日本ほど包丁の種類がある国はありません。これは歴史と食へのこだわり、そして文化の違いが根底にあることはいうまでもありません。様々な食材への感謝の気持ちが包丁にもこだわりを生み、素材ごとに専用の包丁が存在するといっても過言ではないほどの発展を見せています。
日本の包丁に比べて海外の包丁は道具として割り切られている面が強く、種類はそれほど多くはありませんが、明治時代の文明開化以降、もともと牛肉を食べる文化の無かった日本は、海外の包丁を自然に取り入れる土壌が整っていたといえます。
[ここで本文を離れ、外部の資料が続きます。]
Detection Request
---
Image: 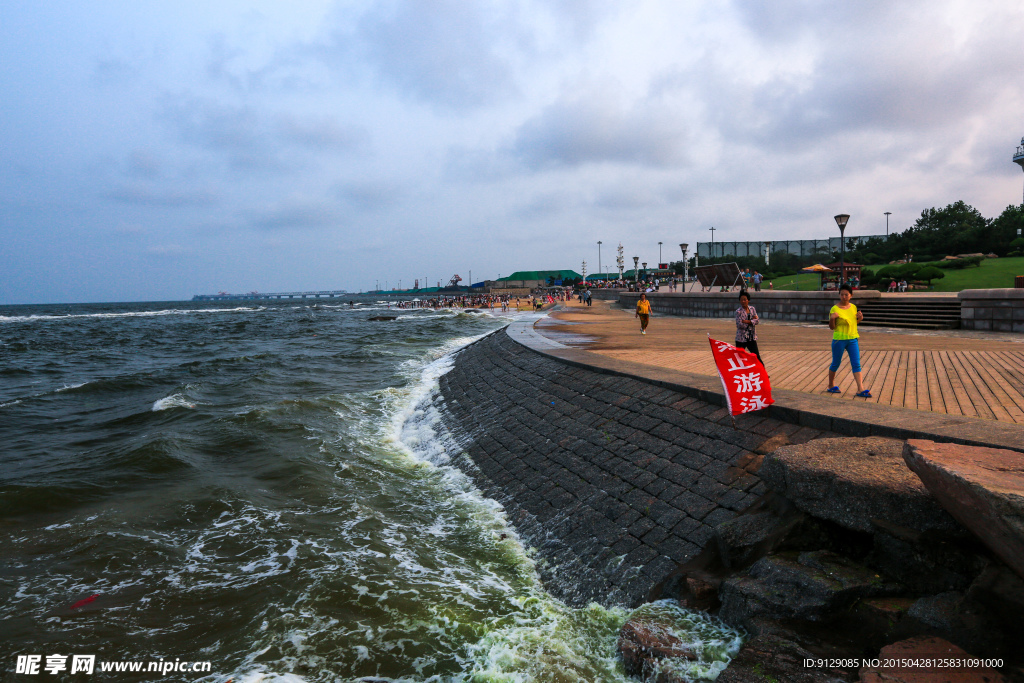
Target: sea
[0,297,740,683]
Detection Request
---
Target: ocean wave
[0,306,267,323]
[153,393,196,413]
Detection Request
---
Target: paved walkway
[539,301,1024,424]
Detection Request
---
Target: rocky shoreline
[441,332,1024,683]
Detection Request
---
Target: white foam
[153,393,196,413]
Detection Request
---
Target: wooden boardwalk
[542,302,1024,423]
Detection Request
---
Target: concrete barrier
[957,289,1024,332]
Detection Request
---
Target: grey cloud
[128,150,161,180]
[692,0,1024,152]
[103,185,219,207]
[276,116,369,150]
[248,202,342,230]
[350,0,516,109]
[157,97,368,170]
[513,96,686,168]
[338,182,404,211]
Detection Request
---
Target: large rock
[758,436,962,532]
[905,439,1024,577]
[716,621,857,683]
[719,551,901,628]
[618,616,695,680]
[860,638,1009,683]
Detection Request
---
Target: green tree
[918,265,946,287]
[982,204,1024,256]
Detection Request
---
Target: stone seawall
[440,331,831,606]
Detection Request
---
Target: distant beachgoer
[634,293,650,335]
[827,283,871,398]
[736,292,765,366]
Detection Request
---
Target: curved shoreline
[439,325,835,606]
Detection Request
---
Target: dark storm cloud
[512,95,686,169]
[696,0,1024,152]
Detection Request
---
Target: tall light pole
[679,242,690,292]
[836,213,850,285]
[1014,137,1024,204]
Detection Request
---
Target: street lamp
[679,243,690,292]
[836,213,850,285]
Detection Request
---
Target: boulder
[716,621,857,683]
[719,551,901,628]
[618,616,695,679]
[860,637,1009,683]
[758,436,963,533]
[905,439,1024,577]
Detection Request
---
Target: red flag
[708,337,775,415]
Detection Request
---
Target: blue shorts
[828,339,860,373]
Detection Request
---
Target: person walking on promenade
[827,283,871,398]
[635,293,650,335]
[736,291,765,366]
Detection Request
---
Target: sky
[0,0,1024,304]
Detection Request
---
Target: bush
[896,263,922,280]
[918,265,946,287]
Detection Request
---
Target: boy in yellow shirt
[827,284,871,398]
[634,293,650,335]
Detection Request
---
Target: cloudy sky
[0,0,1024,303]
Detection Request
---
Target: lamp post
[836,213,850,285]
[679,242,690,292]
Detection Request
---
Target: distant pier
[193,290,350,301]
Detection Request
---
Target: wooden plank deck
[547,305,1024,423]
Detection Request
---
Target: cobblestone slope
[440,331,831,606]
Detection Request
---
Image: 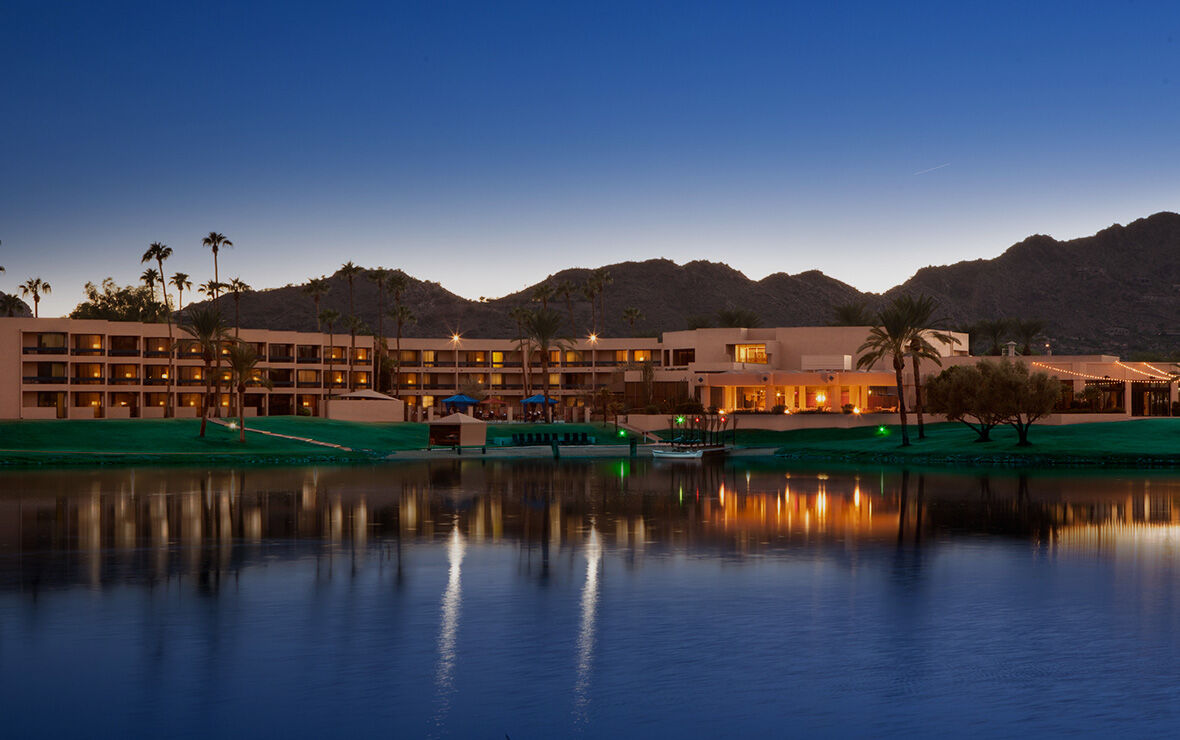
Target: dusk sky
[0,0,1180,315]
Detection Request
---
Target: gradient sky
[0,0,1180,315]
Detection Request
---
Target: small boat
[651,445,728,460]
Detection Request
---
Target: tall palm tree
[368,267,393,391]
[893,295,958,439]
[169,273,192,310]
[181,306,228,437]
[303,275,332,332]
[524,308,568,421]
[139,242,176,418]
[225,277,250,339]
[623,306,643,330]
[225,341,271,443]
[345,315,373,391]
[857,304,913,447]
[509,306,532,398]
[201,231,234,297]
[20,277,53,319]
[389,303,418,398]
[316,308,340,413]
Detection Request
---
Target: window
[734,345,766,365]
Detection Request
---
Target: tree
[169,273,192,310]
[1011,319,1045,355]
[316,308,340,408]
[20,277,53,319]
[524,308,566,421]
[996,360,1061,446]
[70,277,168,323]
[717,308,762,328]
[201,231,234,299]
[926,360,1005,441]
[139,242,176,418]
[892,295,958,439]
[181,306,228,437]
[225,341,271,443]
[303,275,332,332]
[225,277,250,339]
[623,306,643,332]
[389,303,417,398]
[857,303,913,447]
[830,301,873,326]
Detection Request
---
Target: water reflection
[0,461,1180,591]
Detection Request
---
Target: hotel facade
[0,319,1176,419]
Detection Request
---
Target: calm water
[0,461,1180,740]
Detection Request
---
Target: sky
[0,0,1180,315]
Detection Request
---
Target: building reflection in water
[0,459,1180,592]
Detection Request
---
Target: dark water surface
[0,461,1180,740]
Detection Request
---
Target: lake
[0,459,1180,740]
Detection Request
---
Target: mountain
[186,212,1180,354]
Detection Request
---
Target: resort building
[0,319,1176,419]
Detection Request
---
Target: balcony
[21,375,67,385]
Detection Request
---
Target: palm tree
[893,295,958,439]
[225,277,250,339]
[509,306,532,398]
[831,301,873,326]
[1010,319,1045,355]
[201,231,234,297]
[20,277,53,319]
[524,308,566,421]
[303,275,332,332]
[623,306,643,332]
[181,306,228,437]
[553,280,578,336]
[169,273,192,312]
[316,308,340,408]
[389,303,418,398]
[368,267,393,391]
[227,341,271,443]
[857,303,913,447]
[139,242,176,418]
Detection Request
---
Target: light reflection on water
[0,460,1180,738]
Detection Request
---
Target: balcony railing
[22,375,68,385]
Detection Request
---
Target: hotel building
[0,319,1176,419]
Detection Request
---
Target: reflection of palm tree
[227,341,270,443]
[20,277,53,319]
[169,273,192,310]
[303,276,332,332]
[893,295,958,439]
[857,301,913,447]
[181,306,227,437]
[524,308,565,421]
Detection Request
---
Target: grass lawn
[0,417,628,465]
[759,418,1180,466]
文明開化は食文化にも大いなる影響を与えてきました。食が西洋化すると同時に、奥ゆかしい和食が徐々に人々の生活から遠ざかっていったのです。
戦後の高度成長期には洋包丁と和包丁の良いところを組み合わせた「文化包丁」や「三徳包丁」が生み出され、家庭に普及すると同時に、食に対するこだわりが徐々に薄れ、食の価値が失われ始めていきます。
現代に入り、食を見直す「スローフード運動」や国を挙げての「食育」の活動とともに、世界的にもヘルシーさから和食が見直され始めています。様々な和食の道具とともに、食への意識を高め、食の価値を再び高める時代がやってきているのではないでしょうか。
日本・海外の様々な包丁の種類を見ていただき、日本と海外の違いや、先人の食へのこだわりを再確認をしてもらうと同時に、自分の包丁にはどのようなものがいいか、なども考えていただけると幸いです。
包丁は調理の上で調理人の気持ちが反映される、非常に奥の深い道具です。是非、選ぶ際、また使用される際にその奥ゆかしさと、先人の食材に対する気持ちを感じ取ってください。